Supervalu to Cut Up to 2,500 Albertsons Employees

The cuts will occur across all 247 Albertsons stores in California and Nevada; Supervalu said that stores in those states have experienced both a reduction in traffic and an overall decline in sales, and it had not adjusted its store-level operations accordingly.

Supervalu, Inc., on Wednesday announced plans to cut between 2,200 and 2,500 jobs at its Albertsons supermarkets in California and Nevada—or up to 13 percent of the chain’s store-level work force in those two states.

The cuts will occur across all 247 Albertsons stores in California and Nevada. Albertsons is the largest retail chain in Eden Prairie-based Supervalu’s family of grocery stores.

Supervalu said that Albertsons is “focused on simplifying its organization and reducing expenses to help reinvest in more customer-facing initiatives.”

The company also acknowledged that “Albertsons has not kept pace with the changing needs of its customers for a number of reasons.” Meanwhile, Albertsons’ southern California division—which comprises both California and Nevada—has experienced both a reduction in traffic and an overall decline in sales, but it had not adjusted its store-level operations accordingly, Supervalu said.

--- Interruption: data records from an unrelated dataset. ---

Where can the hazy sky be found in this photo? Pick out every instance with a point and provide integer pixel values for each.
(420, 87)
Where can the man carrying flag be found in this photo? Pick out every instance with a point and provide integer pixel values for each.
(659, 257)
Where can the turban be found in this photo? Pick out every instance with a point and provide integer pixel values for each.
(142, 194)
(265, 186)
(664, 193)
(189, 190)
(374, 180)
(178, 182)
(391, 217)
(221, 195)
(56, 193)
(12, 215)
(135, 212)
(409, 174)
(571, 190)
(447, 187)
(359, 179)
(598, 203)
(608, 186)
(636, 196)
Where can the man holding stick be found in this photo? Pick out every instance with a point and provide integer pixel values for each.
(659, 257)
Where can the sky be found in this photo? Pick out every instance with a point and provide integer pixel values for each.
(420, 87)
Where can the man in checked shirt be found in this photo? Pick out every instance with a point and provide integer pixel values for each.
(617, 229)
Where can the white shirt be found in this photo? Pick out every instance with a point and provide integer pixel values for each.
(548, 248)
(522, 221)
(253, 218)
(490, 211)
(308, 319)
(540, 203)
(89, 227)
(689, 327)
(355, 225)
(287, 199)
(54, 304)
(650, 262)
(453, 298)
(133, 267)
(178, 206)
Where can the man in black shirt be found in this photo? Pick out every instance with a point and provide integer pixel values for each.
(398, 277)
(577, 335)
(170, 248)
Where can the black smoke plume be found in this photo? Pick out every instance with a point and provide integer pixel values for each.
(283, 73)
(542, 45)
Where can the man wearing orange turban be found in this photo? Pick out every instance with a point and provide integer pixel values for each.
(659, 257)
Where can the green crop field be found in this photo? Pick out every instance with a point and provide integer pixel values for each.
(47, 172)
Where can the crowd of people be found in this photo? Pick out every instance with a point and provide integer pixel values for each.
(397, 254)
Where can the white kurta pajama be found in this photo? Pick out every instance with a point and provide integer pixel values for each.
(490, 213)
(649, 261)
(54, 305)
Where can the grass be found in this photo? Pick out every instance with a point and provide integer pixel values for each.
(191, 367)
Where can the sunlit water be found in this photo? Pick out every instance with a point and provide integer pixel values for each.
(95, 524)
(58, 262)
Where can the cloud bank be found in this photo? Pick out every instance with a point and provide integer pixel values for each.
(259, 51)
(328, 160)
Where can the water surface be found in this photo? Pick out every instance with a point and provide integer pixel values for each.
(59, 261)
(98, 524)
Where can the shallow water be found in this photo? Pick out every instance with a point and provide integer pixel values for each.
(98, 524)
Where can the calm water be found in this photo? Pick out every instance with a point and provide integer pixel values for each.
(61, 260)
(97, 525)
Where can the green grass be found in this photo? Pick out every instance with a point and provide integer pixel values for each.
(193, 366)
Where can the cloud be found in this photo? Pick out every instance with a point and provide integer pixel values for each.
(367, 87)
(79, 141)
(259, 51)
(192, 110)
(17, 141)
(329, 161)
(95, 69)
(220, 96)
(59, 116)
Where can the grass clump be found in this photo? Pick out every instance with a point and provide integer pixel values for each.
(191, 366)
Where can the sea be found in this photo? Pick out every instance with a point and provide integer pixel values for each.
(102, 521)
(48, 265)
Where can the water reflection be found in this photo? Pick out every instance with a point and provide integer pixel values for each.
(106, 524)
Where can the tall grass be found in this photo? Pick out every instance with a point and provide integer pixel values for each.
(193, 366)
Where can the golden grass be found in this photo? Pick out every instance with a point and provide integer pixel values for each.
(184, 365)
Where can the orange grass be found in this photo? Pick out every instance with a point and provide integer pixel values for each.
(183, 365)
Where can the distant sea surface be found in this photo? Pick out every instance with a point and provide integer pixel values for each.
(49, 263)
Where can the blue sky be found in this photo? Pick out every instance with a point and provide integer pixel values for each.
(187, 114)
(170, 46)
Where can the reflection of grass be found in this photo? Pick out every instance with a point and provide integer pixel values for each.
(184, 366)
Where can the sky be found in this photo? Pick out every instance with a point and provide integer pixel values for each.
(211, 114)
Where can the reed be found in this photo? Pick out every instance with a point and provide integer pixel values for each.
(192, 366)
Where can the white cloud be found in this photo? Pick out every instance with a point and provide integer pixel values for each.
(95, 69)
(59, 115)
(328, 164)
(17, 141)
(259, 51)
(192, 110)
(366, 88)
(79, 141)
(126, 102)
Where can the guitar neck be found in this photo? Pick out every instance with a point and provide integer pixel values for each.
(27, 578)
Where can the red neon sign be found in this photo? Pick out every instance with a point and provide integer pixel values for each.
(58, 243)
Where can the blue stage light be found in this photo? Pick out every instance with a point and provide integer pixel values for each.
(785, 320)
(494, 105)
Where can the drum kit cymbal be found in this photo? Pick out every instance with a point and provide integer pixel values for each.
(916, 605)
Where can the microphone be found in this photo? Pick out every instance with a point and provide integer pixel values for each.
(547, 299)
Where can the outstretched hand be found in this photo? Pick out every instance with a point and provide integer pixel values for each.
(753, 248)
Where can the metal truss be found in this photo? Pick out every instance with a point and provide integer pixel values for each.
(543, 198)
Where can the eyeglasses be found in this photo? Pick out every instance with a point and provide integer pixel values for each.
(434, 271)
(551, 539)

The company will begin implementing the cuts during the week of June 17, and they will wrap up by about July 1. Supervalu said the change will affect a “small number” of positions at any given Albertsons location.

“A decision of this nature is never easy, but it is the necessary step for us to take to help improve our business and accelerate our turnaround,” Dan Sanders, president of Albertsons’ southern California division, said in a statement. “Our goal is to more effectively serve the marketplace by scheduling associates more appropriately to serve customers at the times they shop.”

In recent months, Supervalu has been closing stores, cutting jobs, selling off some businesses, and lowering its debts in an effort to turn itself around. In February, the company announced plans to cut about 800 positions from its corporate and regional offices, including roughly 200 jobs in Minnesota. Supervalu said at the time that the cuts were part of an ongoing effort to reduce operating costs and ultimately provide more competitive pricing to Supervalu customers.

For the fiscal year that ended in February, Supervalu reported a net loss of $1 billion on net sales of $36.1 billion. Excluding one-time items, net income totaled $265 million, or $1.25 per share.

Supervalu—which owns Cub Foods—is among Minnesota’s five-largest public companies based on revenue. It currently serves customers across the United States through a network of approximately 4,300 stores. The company has about 130,000 employees.